God made everything and he made us from sticky mud. Don’t ask how it became… sticky. Just don’t.
God has a problem with demonic spies. Not a problem really, but they keep trying to listen in on his private conversations and he has to keep torturing them and shooting them with heavenly arrows.
And we’re back to Mohammed’s favorite revenge fantasy where all of the people who didn’t believe him get thrown into hell.
But, if you’re a good Muslim, you get fruit. Yes, God gives you an edible arrangement. And a white drink. And there will be hot women hanging around.
And you get to look on your unbelieving friends in hell and taunt them.
A tree grows in hell with fruit shaped like demon heads. You get to eat the demon head fruit and drink a boiling liquid and then you have to go back into the fire.
And God’s like, “Hey, it’s not my fault you ended up there. I sent a guy who sounded crazy to warn you.”
“Also, we were super nice to Noah because we didn’t drown him.”
“Why couldn’t you not drown everyone else?”
“Because I have to drown someone. Also, I saved Abraham. And gave him Isaac. And Abraham had to sacrifice Isaac and Isaac was totally cool with it.
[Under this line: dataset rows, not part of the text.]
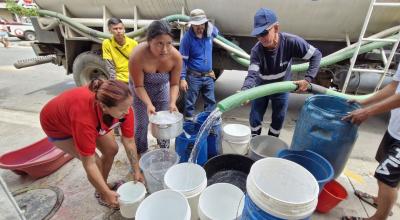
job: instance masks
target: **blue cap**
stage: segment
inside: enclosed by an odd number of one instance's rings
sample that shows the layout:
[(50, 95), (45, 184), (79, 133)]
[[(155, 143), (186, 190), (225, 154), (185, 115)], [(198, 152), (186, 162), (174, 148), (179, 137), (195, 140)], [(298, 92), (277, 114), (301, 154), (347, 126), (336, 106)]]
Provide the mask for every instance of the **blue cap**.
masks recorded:
[(278, 22), (275, 12), (267, 8), (260, 8), (254, 15), (254, 29), (252, 36), (261, 34), (264, 30), (268, 30)]

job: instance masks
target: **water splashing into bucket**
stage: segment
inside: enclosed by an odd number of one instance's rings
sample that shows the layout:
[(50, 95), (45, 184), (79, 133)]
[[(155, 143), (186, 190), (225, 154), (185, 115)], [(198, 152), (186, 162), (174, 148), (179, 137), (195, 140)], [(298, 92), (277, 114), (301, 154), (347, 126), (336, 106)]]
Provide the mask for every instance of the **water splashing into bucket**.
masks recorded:
[(210, 133), (211, 127), (216, 125), (221, 120), (221, 115), (222, 115), (222, 112), (217, 108), (210, 113), (210, 115), (204, 121), (203, 125), (201, 125), (200, 131), (197, 135), (197, 139), (193, 146), (193, 150), (192, 150), (189, 160), (188, 160), (189, 163), (197, 162), (197, 156), (198, 156), (199, 150), (200, 150), (198, 147), (200, 145), (200, 141), (207, 138), (208, 134)]

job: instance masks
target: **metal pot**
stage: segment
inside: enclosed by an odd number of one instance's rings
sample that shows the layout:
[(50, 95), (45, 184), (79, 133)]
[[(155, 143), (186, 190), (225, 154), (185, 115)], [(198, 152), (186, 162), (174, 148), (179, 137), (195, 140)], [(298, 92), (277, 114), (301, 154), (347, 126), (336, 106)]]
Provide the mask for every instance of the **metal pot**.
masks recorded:
[(183, 115), (179, 112), (159, 111), (149, 121), (151, 134), (157, 139), (173, 139), (183, 132)]

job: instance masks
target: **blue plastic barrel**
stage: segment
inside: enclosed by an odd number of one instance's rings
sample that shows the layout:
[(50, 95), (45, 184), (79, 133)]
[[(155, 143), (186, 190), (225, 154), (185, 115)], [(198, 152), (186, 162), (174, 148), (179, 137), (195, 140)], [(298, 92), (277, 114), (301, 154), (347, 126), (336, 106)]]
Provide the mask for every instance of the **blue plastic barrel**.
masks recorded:
[[(175, 139), (175, 151), (180, 157), (179, 163), (187, 162), (189, 160), (199, 129), (200, 125), (198, 123), (183, 123), (184, 132)], [(201, 140), (198, 147), (199, 153), (197, 156), (197, 164), (204, 165), (207, 161), (207, 140)]]
[[(211, 112), (201, 112), (196, 116), (196, 122), (202, 125)], [(207, 154), (208, 158), (214, 157), (221, 152), (221, 120), (212, 126), (207, 136)]]
[[(242, 212), (241, 220), (284, 220), (283, 218), (278, 218), (269, 214), (268, 212), (264, 212), (260, 209), (250, 198), (248, 194), (244, 197), (244, 208)], [(310, 220), (311, 217), (305, 218), (303, 220)]]
[(277, 153), (277, 157), (293, 161), (306, 168), (318, 181), (319, 192), (333, 178), (334, 171), (329, 161), (310, 150), (297, 151), (284, 149)]
[(311, 150), (327, 159), (334, 178), (343, 171), (357, 139), (358, 126), (342, 117), (360, 106), (345, 99), (314, 95), (306, 99), (296, 123), (292, 150)]

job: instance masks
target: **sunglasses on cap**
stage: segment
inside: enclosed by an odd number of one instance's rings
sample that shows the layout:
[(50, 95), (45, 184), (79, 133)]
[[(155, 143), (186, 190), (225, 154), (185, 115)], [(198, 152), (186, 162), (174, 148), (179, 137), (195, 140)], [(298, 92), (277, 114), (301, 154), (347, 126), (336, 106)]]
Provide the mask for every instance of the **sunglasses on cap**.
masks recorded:
[(265, 37), (269, 33), (269, 30), (264, 30), (263, 32), (259, 33), (256, 35), (256, 37)]

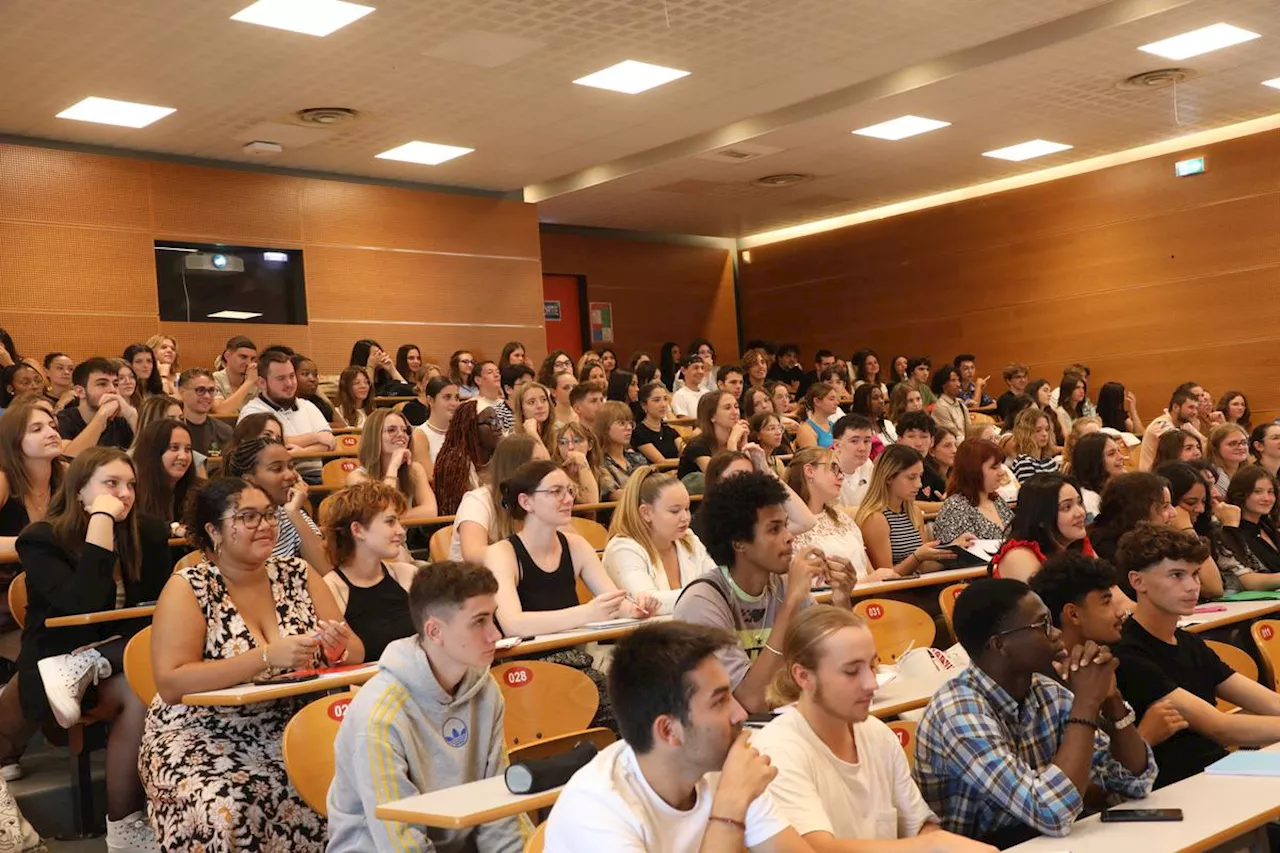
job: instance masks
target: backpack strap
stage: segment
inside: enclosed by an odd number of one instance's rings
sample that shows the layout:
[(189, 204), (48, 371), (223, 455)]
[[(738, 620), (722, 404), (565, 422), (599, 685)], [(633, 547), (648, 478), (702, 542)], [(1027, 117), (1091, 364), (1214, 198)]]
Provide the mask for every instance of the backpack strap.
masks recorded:
[(709, 578), (694, 578), (685, 584), (684, 589), (680, 590), (679, 597), (676, 598), (676, 606), (678, 607), (680, 605), (680, 601), (684, 598), (685, 593), (693, 589), (698, 584), (706, 584), (716, 591), (716, 595), (720, 596), (720, 600), (724, 602), (724, 606), (729, 608), (729, 615), (733, 617), (733, 627), (741, 630), (743, 627), (742, 618), (741, 614), (738, 613), (738, 608), (733, 606), (733, 602), (729, 600), (729, 596), (720, 588), (720, 585)]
But then I saved Isaac.”
“You know, you didn’t have to have Abraham sacrifice Isaac. I mean, you’re God. You knew what Abraham would do beforehand, right?”
“I don’t see your point.”
“And then I sent Moses and Aaron and they delivered the people from the terrible disaster.”
“The ‘disaster’ was the slavery that you sent them into!”
“And Elijah and Lot. We saved righteous Lot.”
“HE offered up his daughters to a rape mob and then fathered children with them!”
God doesn’t prefer girls to boys. God prefers boys to girls.
Also, God doesn’t hang out with genies.